What is a Fiduciary Duty in a Partnership?

In a partnership, each partner owes the other partners a fiduciary duty, a form of trust. The specifics of the fiduciary duty may differ depending on the nature of the partnership and what is outlined in the partnership agreement. In addition, usually, state laws govern the basic fiduciary duties. These laws will vary by state.

The fiduciary duties owed by partners include:

  • The duty of good faith and fair dealing
  • The duty of loyalty
  • The duty of care
  • The duty of disclosure

The fiduciary duty of good faith and fair dealing requires the partners to act honestly and fairly. This includes actions taken in daily operations to reach the partnership’s mission statement or goals. The duty of good faith and fair dealings begins when the partnership is formed and ends only when the partnership dissolves.

The duty of loyalty requires the partners to place the partnership’s best interests above their interests. The partners must avoid conflicts of interest between the partnership and personal dealings. A partner cannot take any action that would harm the partnership for their gain.

The duty of care requires partners to act prudently and competently in the management of the partnership. The details of the duty of care are based on the standard of a “reasonable person. ” It requires the partners to act in the way that a reasonable person would do. According to the “business judgment rule,” if a partner acts in good faith and with reasonable care, they will not be liable even if their action ends unfavorably for the partnership.

The duty of disclosure requires partners to inform other partners of anything that is material to the operation of the business. For example, they must inform other partners regarding the consequences of any actions they have taken. If a partner’s action involves a conflict of interest, they must disclose that to the other partners. In addition, they must keep each other informed of the overall business health.

How Does Liability Work in a General Partnership?

All general partners are jointly and severally liable for any debts or losses incurred by the general partnership. In other words, each partner is separately responsible for the whole. Any one partner could bind the partnership to any third-party transaction even if the other partners did not consent, so long as the partner was acting within the scope of their partnership authority.

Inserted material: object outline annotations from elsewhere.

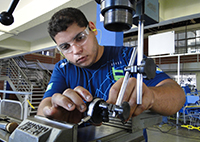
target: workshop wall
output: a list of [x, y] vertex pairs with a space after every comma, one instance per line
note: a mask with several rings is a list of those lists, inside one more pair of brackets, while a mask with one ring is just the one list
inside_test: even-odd
[[28, 55], [25, 55], [24, 58], [27, 61], [39, 60], [41, 63], [47, 63], [47, 64], [56, 64], [58, 61], [62, 59], [60, 56], [60, 53], [55, 53], [54, 57], [40, 55], [40, 54], [28, 54]]

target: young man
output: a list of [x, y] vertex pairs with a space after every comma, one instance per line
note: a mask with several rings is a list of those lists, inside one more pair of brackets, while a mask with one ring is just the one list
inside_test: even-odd
[[[94, 96], [115, 104], [132, 48], [100, 46], [94, 23], [75, 8], [55, 13], [48, 30], [66, 59], [55, 65], [37, 114], [78, 123], [86, 110], [85, 102], [92, 101]], [[154, 79], [144, 80], [142, 104], [137, 105], [135, 77], [129, 79], [123, 97], [131, 107], [130, 117], [147, 109], [172, 115], [183, 106], [183, 90], [159, 70]]]

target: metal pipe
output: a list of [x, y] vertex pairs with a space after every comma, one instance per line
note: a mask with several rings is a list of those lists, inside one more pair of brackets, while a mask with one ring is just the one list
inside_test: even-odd
[[[134, 48], [133, 51], [132, 51], [132, 55], [131, 55], [128, 66], [132, 66], [134, 64], [136, 53], [137, 53], [137, 48]], [[130, 77], [130, 73], [129, 73], [129, 71], [126, 71], [125, 76], [124, 76], [124, 80], [122, 82], [122, 86], [120, 88], [119, 95], [117, 97], [116, 105], [118, 105], [118, 106], [121, 106], [121, 104], [122, 104], [122, 99], [123, 99], [123, 96], [124, 96], [124, 92], [126, 90], [126, 86], [128, 84], [129, 77]]]
[[[139, 20], [138, 22], [138, 54], [137, 54], [137, 65], [140, 66], [143, 59], [143, 38], [144, 38], [144, 21]], [[137, 104], [142, 104], [142, 83], [143, 75], [137, 73]]]

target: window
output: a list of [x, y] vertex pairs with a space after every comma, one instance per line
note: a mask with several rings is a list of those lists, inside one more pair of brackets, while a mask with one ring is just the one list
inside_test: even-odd
[[45, 51], [40, 51], [40, 52], [36, 52], [36, 54], [41, 54], [41, 55], [45, 55], [45, 56], [55, 56], [55, 49], [50, 49], [50, 50], [45, 50]]
[[200, 52], [200, 30], [187, 30], [176, 32], [175, 53], [198, 53]]
[[124, 46], [127, 46], [127, 47], [136, 47], [137, 46], [137, 39], [135, 40], [131, 40], [131, 39], [128, 39], [127, 41], [124, 41]]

Partners need to be aware that by being part of the partnership, they may incur various risks and expose themselves to certain liabilities that they would not encounter if they were acting alone. The tradeoff is that a general partnership can allow more access to resources and more leverage in marketing and other business activities.

Do Partnerships Pay Taxes?

No. A partnership does not pay taxes on its income. It is classified by the Internal Revenue Service (IRS) as a “pass-through” entity. In a pass-through entity, individual partners pay taxes on their shares of the business income. Each partner must report their share of any profits or losses of the partnership on their tax returns. Additionally, partners must pay self-employment tax on any income the partnership pays them.

Do I Need a Business Lawyer?

Yes, it is important to have the assistance of an experienced local corporate lawyer for any general partnership issues. General partnership laws can be very confusing, and they vary by state.

A local lawyer can help you through the process and ensure the general partnership conforms to the requirements of your state. In addition, a lawyer can represent you during any court proceedings if a dispute arises that requires litigation.